His shoulders sagged like the weight of the cosmos pressed against them.
"I can't... risk it again," he murmured. "I don't know what I'd become if I had to watch them take you."
"You think I don't feel the same?" she snapped. "You think I slept a single night while you were gone, wondering if I'd ever see you again? Wondering if they'd already found you and erased you just to make a point?"
She stepped closer, her voice cracking. "We're both scared, Samael. But you don't get to carry this alone."

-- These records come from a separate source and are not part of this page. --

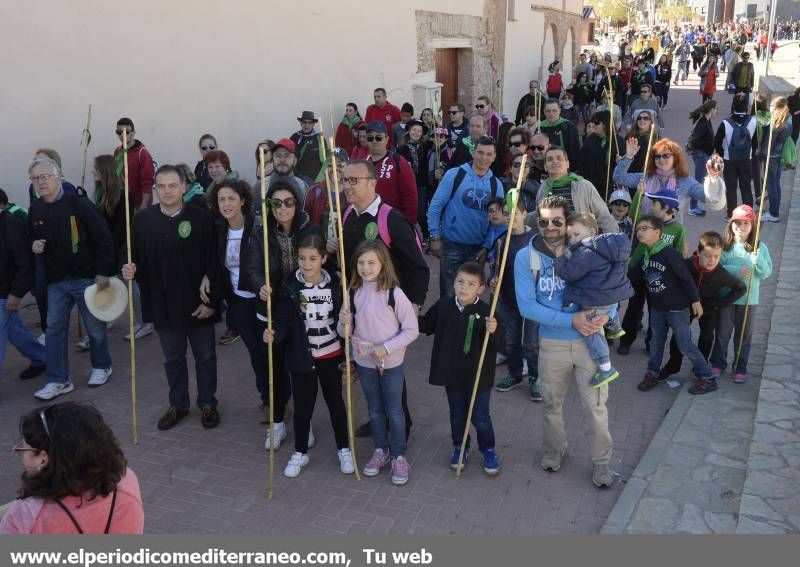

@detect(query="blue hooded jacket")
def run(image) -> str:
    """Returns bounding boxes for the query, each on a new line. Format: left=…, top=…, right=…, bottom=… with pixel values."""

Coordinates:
left=553, top=233, right=635, bottom=307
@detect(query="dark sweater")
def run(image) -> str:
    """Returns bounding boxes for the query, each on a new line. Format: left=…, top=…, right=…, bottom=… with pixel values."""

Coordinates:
left=688, top=115, right=715, bottom=155
left=0, top=210, right=33, bottom=299
left=419, top=297, right=504, bottom=392
left=629, top=245, right=699, bottom=311
left=132, top=204, right=222, bottom=329
left=686, top=254, right=746, bottom=310
left=28, top=191, right=116, bottom=284
left=492, top=229, right=534, bottom=311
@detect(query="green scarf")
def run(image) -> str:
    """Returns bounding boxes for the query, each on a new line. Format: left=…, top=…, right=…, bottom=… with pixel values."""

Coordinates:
left=340, top=113, right=363, bottom=130
left=462, top=136, right=476, bottom=154
left=540, top=117, right=568, bottom=149
left=597, top=132, right=608, bottom=149
left=544, top=172, right=583, bottom=197
left=755, top=110, right=771, bottom=144
left=642, top=239, right=668, bottom=270
left=183, top=182, right=205, bottom=203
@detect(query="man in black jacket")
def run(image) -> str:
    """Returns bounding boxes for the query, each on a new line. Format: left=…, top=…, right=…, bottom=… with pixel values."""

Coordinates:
left=29, top=158, right=116, bottom=400
left=122, top=165, right=223, bottom=430
left=290, top=111, right=323, bottom=185
left=1, top=203, right=46, bottom=381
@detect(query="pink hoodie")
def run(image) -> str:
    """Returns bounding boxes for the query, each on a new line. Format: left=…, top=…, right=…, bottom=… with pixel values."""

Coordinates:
left=337, top=281, right=418, bottom=369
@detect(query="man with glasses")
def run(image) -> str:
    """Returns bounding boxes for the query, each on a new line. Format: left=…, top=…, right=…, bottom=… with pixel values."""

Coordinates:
left=122, top=165, right=223, bottom=431
left=514, top=195, right=615, bottom=488
left=265, top=139, right=309, bottom=204
left=446, top=103, right=468, bottom=149
left=28, top=158, right=116, bottom=400
left=624, top=84, right=664, bottom=131
left=365, top=88, right=402, bottom=150
left=290, top=111, right=323, bottom=185
left=363, top=121, right=417, bottom=222
left=515, top=81, right=543, bottom=126
left=428, top=136, right=503, bottom=297
left=529, top=133, right=550, bottom=183
left=113, top=118, right=155, bottom=211
left=499, top=127, right=531, bottom=177
left=534, top=147, right=617, bottom=234
left=334, top=160, right=430, bottom=440
left=539, top=100, right=581, bottom=167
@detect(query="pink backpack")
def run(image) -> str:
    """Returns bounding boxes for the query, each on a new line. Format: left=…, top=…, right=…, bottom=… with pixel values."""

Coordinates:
left=342, top=202, right=423, bottom=253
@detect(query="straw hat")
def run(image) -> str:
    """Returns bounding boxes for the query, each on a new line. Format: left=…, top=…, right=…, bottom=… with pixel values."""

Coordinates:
left=84, top=278, right=128, bottom=322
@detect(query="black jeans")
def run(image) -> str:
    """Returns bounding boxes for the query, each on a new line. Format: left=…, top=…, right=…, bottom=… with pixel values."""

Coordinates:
left=659, top=311, right=718, bottom=376
left=228, top=295, right=269, bottom=405
left=259, top=319, right=291, bottom=422
left=291, top=356, right=349, bottom=453
left=723, top=158, right=754, bottom=217
left=751, top=157, right=763, bottom=204
left=156, top=325, right=218, bottom=410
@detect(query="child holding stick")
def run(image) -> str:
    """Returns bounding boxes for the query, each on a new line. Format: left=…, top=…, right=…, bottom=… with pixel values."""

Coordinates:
left=263, top=231, right=353, bottom=478
left=419, top=261, right=503, bottom=475
left=338, top=240, right=418, bottom=485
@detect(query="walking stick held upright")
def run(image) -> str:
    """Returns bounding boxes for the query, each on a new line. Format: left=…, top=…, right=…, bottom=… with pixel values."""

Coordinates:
left=259, top=147, right=275, bottom=499
left=455, top=155, right=527, bottom=479
left=77, top=105, right=93, bottom=342
left=630, top=126, right=656, bottom=240
left=121, top=130, right=138, bottom=445
left=329, top=135, right=360, bottom=480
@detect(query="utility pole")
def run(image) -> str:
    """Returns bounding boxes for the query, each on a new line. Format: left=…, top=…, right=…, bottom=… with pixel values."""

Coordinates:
left=765, top=0, right=777, bottom=75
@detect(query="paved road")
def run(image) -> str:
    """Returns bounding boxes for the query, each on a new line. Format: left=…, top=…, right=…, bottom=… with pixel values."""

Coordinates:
left=0, top=66, right=758, bottom=534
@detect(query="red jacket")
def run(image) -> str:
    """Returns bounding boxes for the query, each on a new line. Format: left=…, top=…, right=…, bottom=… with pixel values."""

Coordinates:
left=113, top=141, right=155, bottom=209
left=365, top=102, right=401, bottom=149
left=618, top=66, right=633, bottom=91
left=335, top=122, right=356, bottom=155
left=372, top=152, right=418, bottom=221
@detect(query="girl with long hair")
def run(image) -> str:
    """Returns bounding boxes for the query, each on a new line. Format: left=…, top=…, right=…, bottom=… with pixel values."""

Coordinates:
left=686, top=99, right=719, bottom=216
left=758, top=97, right=791, bottom=222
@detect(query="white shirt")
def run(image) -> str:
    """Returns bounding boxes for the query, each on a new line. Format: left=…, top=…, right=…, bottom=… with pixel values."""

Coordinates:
left=225, top=227, right=256, bottom=299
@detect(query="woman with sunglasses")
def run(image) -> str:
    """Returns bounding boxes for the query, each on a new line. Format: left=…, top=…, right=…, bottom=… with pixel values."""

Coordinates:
left=475, top=96, right=501, bottom=139
left=576, top=111, right=620, bottom=199
left=623, top=109, right=661, bottom=178
left=246, top=180, right=318, bottom=451
left=1, top=402, right=143, bottom=534
left=194, top=134, right=217, bottom=189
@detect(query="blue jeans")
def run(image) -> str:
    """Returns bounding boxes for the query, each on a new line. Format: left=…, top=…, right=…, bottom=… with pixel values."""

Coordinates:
left=585, top=305, right=614, bottom=366
left=691, top=150, right=710, bottom=210
left=34, top=255, right=48, bottom=331
left=446, top=387, right=495, bottom=452
left=357, top=363, right=406, bottom=457
left=45, top=278, right=111, bottom=384
left=156, top=325, right=218, bottom=409
left=765, top=156, right=782, bottom=217
left=439, top=241, right=483, bottom=298
left=648, top=308, right=711, bottom=378
left=497, top=298, right=538, bottom=378
left=0, top=298, right=46, bottom=378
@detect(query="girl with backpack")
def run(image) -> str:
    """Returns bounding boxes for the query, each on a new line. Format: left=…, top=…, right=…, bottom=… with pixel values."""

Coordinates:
left=338, top=240, right=418, bottom=485
left=263, top=231, right=354, bottom=478
left=546, top=61, right=564, bottom=99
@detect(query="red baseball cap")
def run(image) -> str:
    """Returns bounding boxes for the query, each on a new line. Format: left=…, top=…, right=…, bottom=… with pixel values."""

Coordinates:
left=274, top=138, right=296, bottom=152
left=730, top=204, right=755, bottom=222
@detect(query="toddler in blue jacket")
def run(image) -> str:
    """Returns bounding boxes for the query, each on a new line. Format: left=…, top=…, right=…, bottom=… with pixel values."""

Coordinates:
left=554, top=213, right=634, bottom=387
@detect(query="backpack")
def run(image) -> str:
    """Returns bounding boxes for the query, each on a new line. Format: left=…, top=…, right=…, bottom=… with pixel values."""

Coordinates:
left=342, top=201, right=423, bottom=254
left=443, top=167, right=502, bottom=216
left=725, top=118, right=753, bottom=161
left=546, top=73, right=563, bottom=94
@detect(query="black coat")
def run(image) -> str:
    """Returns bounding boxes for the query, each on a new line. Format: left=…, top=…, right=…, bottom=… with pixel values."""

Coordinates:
left=0, top=210, right=33, bottom=299
left=577, top=133, right=619, bottom=198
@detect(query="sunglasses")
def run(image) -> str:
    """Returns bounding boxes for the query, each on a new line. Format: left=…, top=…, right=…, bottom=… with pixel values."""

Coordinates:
left=115, top=129, right=132, bottom=136
left=200, top=145, right=216, bottom=151
left=509, top=141, right=525, bottom=148
left=475, top=104, right=486, bottom=109
left=538, top=218, right=565, bottom=228
left=366, top=135, right=384, bottom=142
left=269, top=197, right=297, bottom=209
left=611, top=201, right=630, bottom=207
left=449, top=110, right=461, bottom=115
left=654, top=153, right=673, bottom=160
left=511, top=162, right=529, bottom=169
left=637, top=116, right=652, bottom=121
left=531, top=145, right=546, bottom=151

Finally, finally, he turned to her.
And his expression was shattering.
"I'm scared of what I'm becoming," he said. "Since the kiss. Since the night you nearly died. I feel things I shouldn't. Want things I swore I buried years ago. I look at you, and I don't feel like a reaper anymore- I feel like a man. A human. And that's the problem, Morrigan. Because reapers don't survive when they love. I'm fraying. I'm turning into something I'm not."
The fire flickered between them, casting long shadows against the walls. Fraying? She had heard that before. When a Reaper makes too much contact with the living, it instils a painful life source in them. In turn, this essentially makes them partly human. Emotions. Pain. Samael could feel all of it.
"I miss you," she whispered.
"I'm still here," he said, voice hollow.
"No. You're not. Not the way I want you to be."
The silence that followed stretched so long it became unbearable. Morrigan wiped her face with the sleeve of her sweater and backed away.
"Maybe we need space," she said, though her voice faltered. "Just... a few days. You can keep moping and refusing to talk and hating yourself in peace. And maybe I'll stop feeling like I'm losing someone I already lost."
She walked to the small bedroom without looking back, her heart breaking in fresh, sharp pieces.
As she closed the door behind her, she heard Samael whisper something too quiet for the wind to carry.
But the crack in his voice lingered long into the night.